SATU skor kemenangan lagi buat Sjamsul Nursalim. Konglomerat pengutang BLBI terbesar yang sampai kini hidup enak di Singapura itu akan menerima keringanan utang alias diskon, sesuai dengan keputusan yang diambil Badan Penyehatan Perbankan Nasional. Singkat cerita, Sjamsul boleh menutup kekurangan setoran tunainya yang Rp 1 triliun dengan setoran aset. Keputusan ini ditetapkan Badan Penyehatan Perbankan Nasional pertengahan September lalu, tapi baru terkuak ke khayalak setelah dilansir oleh Moelyati Gozali, Direktur Keuangan Gadjah Tunggal—salah satu induk usaha Sjamsul Nursalim—awal pekan lalu.
Kewajiban tunai ini adalah bagian dari utang Sjamsul yang jumlahnya sekitar Rp 40 triliun. Sebagian dari utang itu dianggap lunas setelah ia menyerahkan Bank Dagang Nasional Indonesia kepada Badan Penyehatan Perbankan Nasional (BPPN) pada April 1998. Toh, utangnya masih tersisa sebesar Rp 28,5 triliun. Nah, untuk utang segunung ini, pelunasannya melalui skema master of settlement and acquisition agreement(MSAA) yang diteken pada September 1998.

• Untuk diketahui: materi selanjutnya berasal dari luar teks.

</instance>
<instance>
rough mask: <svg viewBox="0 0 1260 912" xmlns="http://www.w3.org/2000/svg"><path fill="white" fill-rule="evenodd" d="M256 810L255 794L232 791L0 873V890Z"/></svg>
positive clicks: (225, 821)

Skema MSAA juga menyebutkan bahwa sebesar Rp 1 triliun dari utang itu harus dibayar tunai. Sisanya yang Rp 27,5 triliun? Konglomerat ini harus menyerahkan sejumlah perusahaannya kepada negara. Menurut Sjamsul, yang kini mengendalikan bisnisnya dari Singapura, pihaknya mematuhi perjanjian tersebut. Uang telah disetor, ditambah 12 perusahaan. Lalu, pada Mei 1999, ditekenlah closing agreement atau kesepakatan terakhir yang menunjukkan bahwa perkara utang telah selesai. Sjamsul Nursalim pun menganggap utangnya sudah lunas.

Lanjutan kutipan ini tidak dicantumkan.